Figure 2: Molecular Interactions between Quercetin and Beta secretase: A. 3D interaction pattern visualized in PyMOL. 2D interaction revealing hydrogen bond (2.5Ǻ) between Cysteine amino acid residue at 155th position and Quercetin molecule by using LigPlot ++.

Molecular dynamics simulations

Then, using open babel tools, the drug structure file is translated to Pdb file. For both the docked and free beta- secretase models in Figure 3, trajectory Analysis shows (RMSD) and (RMSF) plots. The¬ RMSD values were found to be in the 0.2-0.6 nm range, and the RMSF values were found to be in the 0.1-0.5 nm range for docked complex of Quercetin and Beta-secretase. The MD analysis for 100 ns time scale clearly indicates more stability of considered docked complex.

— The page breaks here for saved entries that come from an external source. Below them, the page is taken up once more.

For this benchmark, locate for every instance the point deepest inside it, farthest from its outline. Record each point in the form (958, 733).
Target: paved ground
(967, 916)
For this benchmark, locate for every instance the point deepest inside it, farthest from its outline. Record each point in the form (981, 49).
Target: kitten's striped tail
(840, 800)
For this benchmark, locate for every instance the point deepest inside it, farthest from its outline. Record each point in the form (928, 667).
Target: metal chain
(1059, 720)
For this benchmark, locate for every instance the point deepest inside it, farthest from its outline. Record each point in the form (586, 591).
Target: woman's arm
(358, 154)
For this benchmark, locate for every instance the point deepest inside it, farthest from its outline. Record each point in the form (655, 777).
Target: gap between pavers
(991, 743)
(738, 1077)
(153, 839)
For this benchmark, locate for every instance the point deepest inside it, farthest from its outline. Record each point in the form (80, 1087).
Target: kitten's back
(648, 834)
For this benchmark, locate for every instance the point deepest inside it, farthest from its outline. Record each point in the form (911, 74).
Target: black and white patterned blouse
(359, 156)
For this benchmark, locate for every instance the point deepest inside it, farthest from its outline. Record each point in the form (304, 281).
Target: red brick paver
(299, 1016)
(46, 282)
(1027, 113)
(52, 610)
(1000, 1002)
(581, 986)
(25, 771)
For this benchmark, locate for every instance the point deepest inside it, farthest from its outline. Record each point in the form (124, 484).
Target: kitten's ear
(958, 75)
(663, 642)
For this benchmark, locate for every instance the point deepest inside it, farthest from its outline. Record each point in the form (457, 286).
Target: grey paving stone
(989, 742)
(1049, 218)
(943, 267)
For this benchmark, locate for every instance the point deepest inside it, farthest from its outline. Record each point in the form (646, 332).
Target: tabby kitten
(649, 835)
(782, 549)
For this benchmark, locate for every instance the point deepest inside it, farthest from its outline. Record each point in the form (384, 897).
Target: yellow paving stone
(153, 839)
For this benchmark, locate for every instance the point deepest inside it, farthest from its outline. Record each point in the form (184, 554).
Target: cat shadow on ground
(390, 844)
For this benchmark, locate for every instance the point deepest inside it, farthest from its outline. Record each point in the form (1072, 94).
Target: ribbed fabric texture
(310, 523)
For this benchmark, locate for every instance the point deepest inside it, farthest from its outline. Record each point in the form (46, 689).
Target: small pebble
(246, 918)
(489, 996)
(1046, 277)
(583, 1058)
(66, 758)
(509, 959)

Figure 3: Molecular dynamic simulation results: A. RMSD and B. RMSF plots for docked (with Quercetin) and free beta-secretase.

Discussion

Quercetin a natural pharmaco active compound present in many plants was found to have neuroprotective role in many recent studies, our research not only provides dry lab investigations but also neuronal cell line testing of this therapeutic molecule [45,46]. In our study ADME analysis of Quercetin molecule revealed that it follows Lipinski rule of five and exhibit drug likeness, also molecular docking experiments revealed perfect binding of this therapeutic molecule with beta-secretase enzyme, which is responsible for production of beta-amyloid plaques at synaptic knobs [47]. Molecular dynamics and simulation studies reveals that Quercetin perfectly binds the binding pocket of beta-secretase enzyme hence brought inhibitory effect on its activity. Alzheimer’s disease and other neurodegenerative illnesses are caused by a range of pathologies and etiologies. According to an increasing amount of data, free radical induced toxicity, oxidative damage, mitochondrial_ malfunction, and proinflammatory cytokines can all play a role in the development of neurodegeneration [48]. Microglia, a kind of brain cell, has been implicated in neuropathological disorders. By suppressing microglial activation, vitamin-E and minocycline, on either hand, have been proven to have neuroprotective qualities [49]. These molecular processes through which Amyloid Precursor Protein with secretase form transitory or stable complexes are, on the other hand largely unexplored [50]. Quercetin dramatically reduced Amyloid Precursor Protein breakdown via secretase and Amyloid beta production in a recombinant SH-SY5Y control cells, according to many previous studies. The neuroprotective impacts of quercetin are mainly due to possible cytokine up and/ or down regulation via the nuclear factor (erythroidderived2) like 2(Nrf2), Paraoxonase2, cJun Nterminal kinase (JNK), ProteinkinaseC, Mitogen activated protein kinase (MAPK), and PI3K/Akt signaling pathways [51]. In many recent studies it was found that computational drug designing and vaccine development strategies were successfully conducted for therapeutic development against pathogens like Candida fungus, Dengue Virus, Nervous necrosis virus, HCMV virus, also Canine circo virus; and these In-silico studies were very time and money efficient that open new avenues for computer based drug designing [52-56].

Conclusion

In current research, Quercetin possible drug candidate tested successfully via computational biology experiments. Our study reveals that Quercetin molecule perfectly binds with beta-secretase enzyme and exhibited binding energy of -9.8 Kcal/mol, which is required for producing inhibitory effect on beta-secretase activity. This β-secretase enzyme has been characterized in order to help in the formulation of a new anti-Alzheimer therapy for the pharmaceutical or food supplement industries. Our research clearly indicates that Quercetin can effectively inhibit beta-secretase and stops the formation of amyloid plaques. Our study reveals that Quercetin use would be worthy and holds therapeutic properties against Alzheimer’s disease. This study also opens door for testing of Quercetin on model organisms for determining effective dosage patterns as a future scope of our research.

Author Statement

AJ, NV, and VK conducted the research, and wrote manuscript. All authors were equally involved in all aspects of manuscript preparation. All authors agree to be accountable for all aspects of work ensuring integrity and accuracy.

Ethical Statement

No experiments conducted on any living or dead animal in this research study.

Acknowledgement

We would like to acknowledge School of bioengineering and biosciences, Lovely professional University, Punjab (India) for providing facilities for conducting this research.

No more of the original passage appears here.